Before oyster shell....

ChickenCat

Songster
10 Years
Mar 1, 2009
249
1
119
craig county, VA
what was fed to the chickens to harden shells? I have not fed oyster shell the first time and the girls' egg shells are very good. they free range from daylight til dark, we have alot of limestone outcroppings they feed over, all the scraps from the house and garden, Dumor layer feed in their house ( which they only enter to sleep or lay an egg). What did the folks 100 years ago feed their chickens to strengthen the egg shell?
 
I don't believe they fed them anything and they sure didn't get extra calcium in the feed. I am also sure they didn't get as many eggs as we do but if you had enough hens, you had plenty of eggs. It wasn't unusual for someone to have a flock of 200 chickens at one time, just for meat and eggs.
 
I doubt that my grandma's ever bought oyster shell, but I do know they threw the eggshells back out to the hens and neither one of them ever even bothered to crush them.
 
It's the high egg production of modern layers that results in problems, ChickenCat.
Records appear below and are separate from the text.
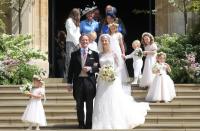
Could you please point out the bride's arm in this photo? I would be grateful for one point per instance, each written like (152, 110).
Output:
(121, 43)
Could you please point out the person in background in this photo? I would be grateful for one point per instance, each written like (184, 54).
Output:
(136, 55)
(93, 43)
(72, 26)
(34, 112)
(89, 24)
(162, 87)
(150, 50)
(60, 54)
(117, 46)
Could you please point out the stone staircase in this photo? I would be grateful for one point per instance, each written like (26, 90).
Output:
(182, 114)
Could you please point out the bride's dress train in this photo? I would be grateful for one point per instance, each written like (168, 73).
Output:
(114, 109)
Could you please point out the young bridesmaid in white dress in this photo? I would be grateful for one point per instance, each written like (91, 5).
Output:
(113, 108)
(117, 47)
(34, 112)
(162, 87)
(136, 55)
(150, 53)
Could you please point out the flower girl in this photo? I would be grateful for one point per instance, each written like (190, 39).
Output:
(162, 87)
(150, 48)
(34, 112)
(136, 55)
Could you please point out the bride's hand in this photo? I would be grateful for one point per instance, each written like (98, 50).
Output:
(123, 56)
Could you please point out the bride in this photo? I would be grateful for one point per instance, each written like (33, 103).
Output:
(113, 108)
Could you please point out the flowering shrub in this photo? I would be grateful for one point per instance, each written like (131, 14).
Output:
(26, 88)
(192, 67)
(182, 56)
(15, 55)
(107, 73)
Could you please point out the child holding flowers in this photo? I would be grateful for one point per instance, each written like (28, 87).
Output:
(136, 55)
(150, 50)
(34, 112)
(162, 87)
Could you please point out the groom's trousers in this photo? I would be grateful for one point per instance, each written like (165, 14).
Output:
(84, 90)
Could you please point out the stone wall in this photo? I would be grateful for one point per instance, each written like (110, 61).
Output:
(34, 22)
(169, 19)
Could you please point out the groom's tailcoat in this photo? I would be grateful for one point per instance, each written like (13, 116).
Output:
(75, 68)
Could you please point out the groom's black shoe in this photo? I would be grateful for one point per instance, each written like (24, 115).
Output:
(81, 126)
(89, 126)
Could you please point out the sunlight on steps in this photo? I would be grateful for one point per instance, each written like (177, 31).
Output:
(182, 114)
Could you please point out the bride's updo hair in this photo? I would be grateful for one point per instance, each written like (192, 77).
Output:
(106, 36)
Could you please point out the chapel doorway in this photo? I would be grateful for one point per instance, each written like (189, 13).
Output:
(134, 14)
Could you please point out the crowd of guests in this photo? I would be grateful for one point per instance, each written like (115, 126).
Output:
(94, 25)
(103, 41)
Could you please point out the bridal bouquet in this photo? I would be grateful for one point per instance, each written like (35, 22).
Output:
(107, 73)
(156, 68)
(25, 89)
(138, 52)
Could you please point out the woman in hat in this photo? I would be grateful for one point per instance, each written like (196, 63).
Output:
(110, 18)
(34, 113)
(72, 26)
(89, 24)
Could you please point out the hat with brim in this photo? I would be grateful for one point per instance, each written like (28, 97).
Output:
(38, 78)
(88, 9)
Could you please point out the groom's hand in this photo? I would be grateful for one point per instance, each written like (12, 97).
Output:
(69, 88)
(86, 69)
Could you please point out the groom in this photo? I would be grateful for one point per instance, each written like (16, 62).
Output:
(84, 64)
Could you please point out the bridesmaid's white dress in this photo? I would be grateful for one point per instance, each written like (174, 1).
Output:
(150, 60)
(113, 108)
(123, 73)
(162, 87)
(34, 112)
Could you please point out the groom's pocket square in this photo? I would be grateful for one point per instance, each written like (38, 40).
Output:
(95, 64)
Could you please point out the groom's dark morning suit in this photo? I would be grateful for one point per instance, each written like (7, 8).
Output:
(84, 84)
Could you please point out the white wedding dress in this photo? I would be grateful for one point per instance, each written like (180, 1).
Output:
(113, 108)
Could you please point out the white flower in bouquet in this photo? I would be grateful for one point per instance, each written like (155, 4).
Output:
(156, 68)
(107, 73)
(25, 89)
(138, 52)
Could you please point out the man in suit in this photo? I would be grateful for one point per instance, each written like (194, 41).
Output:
(84, 64)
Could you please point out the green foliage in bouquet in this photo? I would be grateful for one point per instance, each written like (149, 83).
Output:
(182, 55)
(15, 57)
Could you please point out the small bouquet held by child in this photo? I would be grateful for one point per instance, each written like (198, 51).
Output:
(25, 89)
(156, 68)
(138, 52)
(107, 73)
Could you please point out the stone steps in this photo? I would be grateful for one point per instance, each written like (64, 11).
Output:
(182, 114)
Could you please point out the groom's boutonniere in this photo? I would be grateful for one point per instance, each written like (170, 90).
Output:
(90, 52)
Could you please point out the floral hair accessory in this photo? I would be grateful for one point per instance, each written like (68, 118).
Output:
(37, 77)
(113, 24)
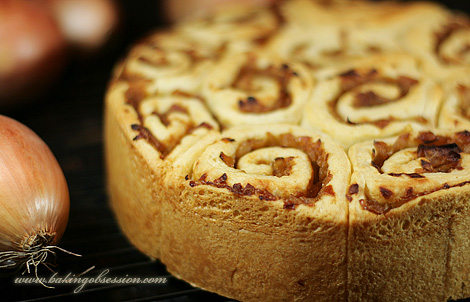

An eggshell has 2.2 grams of calcium in it. A leghorn-type hen eats about 110 grams of feed each day. Some hens are kicking out an egg a day for months! And, she canNOT convert all the calcium in her feed to eggshells - her digestion is not that efficient.

Grain may have less than 1% calcium but the laying hen needs 2 grams per 100 grams just to make her 1 eggshell each day - let alone what her body needs amount to. If she doesn't get the calcium for the egg, she pulls it out of her bones. The result: "layer fatigue" - a crippling disease.

You may be fortunate to have "limestone outcroppings" and the birds are getting calcium as they eat things from that soil. Don't know . . .

Steve
 
There are written references of feeding Oyster shell to poultry going well back to the mid 1800's that I have read and probably ones I don't know about going much further back. As well as feeding animal of crushed bones and, of course, the egg shell. Poultry is a long domesticated animal and the knowledge of discovery seems to predate a lot of science we normally think about. I imagine hit on by accident or by trial and error. But lets not forget the many thing developed long ago like Bronze and Steel... and lets not forget the availability of shellfish and bones has long been there. It would not surprise me to find Oyster Shell being fed to Poultry back about as far as even BC.